1. Analogous compounds and their isomorphs have frequently approximately the same molecular volumes.
2. Other compounds, analogous in their properties, exhibit molecular volumes which increase with the molecular weight.
3. When a contraction takes place in combination in a gaseous state, then contraction is in the majority of instances also to be observed in the solid or liquid state—that is, the sum of the volumes of the reacting substances is greater than the volume of the resultant substance or substances.
4. In decomposition the reverse takes place to that which occurs in combination.
5. In substitution (when the volumes in a state of vapour do not vary) a very small change of volume generally takes place—that is, the sum of the volumes of the reacting substances is almost equal to the sum of the resultant substances.
6. Hence it is impossible to judge the volume of the component substances from the volume of a compound, although it is possible to do so from the product of substitution.
7. The replacement of H2 by sodium, Na2, and by barium, Ba, as well as the replacement of SO4 by Cl2, scarcely changes the volume, but the volume increases with the replacement of Na by K, and decreases with the replacement of H2, by Li2 Cu, and Mg.

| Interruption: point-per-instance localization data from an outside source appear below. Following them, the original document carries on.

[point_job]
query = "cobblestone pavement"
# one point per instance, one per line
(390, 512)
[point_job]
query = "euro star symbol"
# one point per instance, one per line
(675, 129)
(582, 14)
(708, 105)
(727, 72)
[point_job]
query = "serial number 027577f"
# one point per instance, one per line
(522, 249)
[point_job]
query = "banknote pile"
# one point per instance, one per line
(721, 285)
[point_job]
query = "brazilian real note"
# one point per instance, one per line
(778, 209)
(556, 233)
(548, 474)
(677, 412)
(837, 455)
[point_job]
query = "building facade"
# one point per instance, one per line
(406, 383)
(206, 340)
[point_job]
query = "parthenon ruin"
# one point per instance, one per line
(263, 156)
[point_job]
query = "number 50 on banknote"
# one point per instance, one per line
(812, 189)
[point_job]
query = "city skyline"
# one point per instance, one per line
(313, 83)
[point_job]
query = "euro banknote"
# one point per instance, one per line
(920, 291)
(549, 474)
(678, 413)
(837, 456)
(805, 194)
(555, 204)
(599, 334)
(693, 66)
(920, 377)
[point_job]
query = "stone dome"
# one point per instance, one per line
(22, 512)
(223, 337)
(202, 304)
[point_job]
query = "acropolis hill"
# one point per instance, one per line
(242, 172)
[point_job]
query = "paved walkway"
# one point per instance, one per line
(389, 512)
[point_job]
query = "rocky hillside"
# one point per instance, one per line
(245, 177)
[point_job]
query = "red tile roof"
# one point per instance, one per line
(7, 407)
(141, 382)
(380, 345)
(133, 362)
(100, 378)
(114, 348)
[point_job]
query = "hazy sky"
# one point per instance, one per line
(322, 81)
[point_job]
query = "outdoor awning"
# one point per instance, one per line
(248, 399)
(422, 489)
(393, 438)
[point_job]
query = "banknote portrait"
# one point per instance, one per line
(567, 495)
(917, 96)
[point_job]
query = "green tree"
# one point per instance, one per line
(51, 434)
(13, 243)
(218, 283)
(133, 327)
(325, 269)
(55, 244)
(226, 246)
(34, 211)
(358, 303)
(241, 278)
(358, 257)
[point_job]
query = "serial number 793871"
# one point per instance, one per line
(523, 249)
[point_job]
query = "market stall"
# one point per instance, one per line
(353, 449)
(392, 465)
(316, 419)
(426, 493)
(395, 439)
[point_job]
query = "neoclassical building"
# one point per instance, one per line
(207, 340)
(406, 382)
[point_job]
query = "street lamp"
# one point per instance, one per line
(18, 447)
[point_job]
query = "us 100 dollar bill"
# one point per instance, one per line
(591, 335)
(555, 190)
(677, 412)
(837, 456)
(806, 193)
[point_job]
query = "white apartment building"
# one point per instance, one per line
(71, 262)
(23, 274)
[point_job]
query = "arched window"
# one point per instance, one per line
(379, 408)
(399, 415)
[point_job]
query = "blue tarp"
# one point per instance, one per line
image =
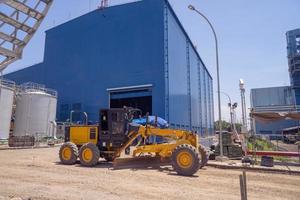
(161, 123)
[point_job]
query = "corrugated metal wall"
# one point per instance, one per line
(190, 91)
(128, 45)
(275, 99)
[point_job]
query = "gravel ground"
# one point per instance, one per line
(37, 174)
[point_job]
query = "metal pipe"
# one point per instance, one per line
(191, 7)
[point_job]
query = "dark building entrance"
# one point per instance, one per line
(139, 98)
(143, 103)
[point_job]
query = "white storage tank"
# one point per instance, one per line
(7, 89)
(35, 111)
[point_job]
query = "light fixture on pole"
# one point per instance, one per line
(221, 157)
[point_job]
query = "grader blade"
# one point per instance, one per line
(143, 162)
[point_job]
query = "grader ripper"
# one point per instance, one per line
(116, 133)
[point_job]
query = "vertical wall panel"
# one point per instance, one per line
(194, 90)
(178, 88)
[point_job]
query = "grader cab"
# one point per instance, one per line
(116, 133)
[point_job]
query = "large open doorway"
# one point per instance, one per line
(135, 97)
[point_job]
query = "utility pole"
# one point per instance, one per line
(221, 157)
(243, 104)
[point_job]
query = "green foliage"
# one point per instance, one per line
(261, 144)
(226, 126)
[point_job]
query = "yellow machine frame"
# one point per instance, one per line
(175, 137)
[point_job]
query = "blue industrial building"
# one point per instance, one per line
(293, 54)
(136, 54)
(280, 99)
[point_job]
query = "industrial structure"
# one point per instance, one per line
(19, 22)
(293, 53)
(137, 54)
(274, 99)
(280, 99)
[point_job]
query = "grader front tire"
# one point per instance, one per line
(185, 160)
(68, 153)
(89, 155)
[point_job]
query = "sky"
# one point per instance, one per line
(251, 35)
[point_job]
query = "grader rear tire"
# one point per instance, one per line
(109, 157)
(68, 153)
(89, 155)
(203, 155)
(185, 160)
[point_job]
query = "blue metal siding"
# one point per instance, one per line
(133, 44)
(195, 103)
(190, 84)
(178, 70)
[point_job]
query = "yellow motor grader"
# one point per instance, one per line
(116, 133)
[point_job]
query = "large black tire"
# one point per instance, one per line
(89, 155)
(68, 153)
(109, 157)
(185, 160)
(203, 155)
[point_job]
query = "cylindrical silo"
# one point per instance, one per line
(6, 105)
(35, 112)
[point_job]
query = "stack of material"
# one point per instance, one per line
(230, 149)
(21, 141)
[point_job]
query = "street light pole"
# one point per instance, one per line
(230, 108)
(191, 7)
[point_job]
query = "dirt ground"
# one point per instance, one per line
(37, 174)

8. There is no need for comparing volumes in a solid and liquid state at the so-called corresponding temperatures—that is at temperatures at which vapour tension is equal in each case. The comparison of volumes at the ordinary temperature is sufficient for finding a regularity in the relations of volumes (this deduction was developed with particular detail by me in 1856).
9. Many investigators (Perseau, Schröder, Löwig, Playfair and Joule, Baudrimont, Einhardt) have sought in vain for a multiple proportion in the specific volumes of solids and liquids.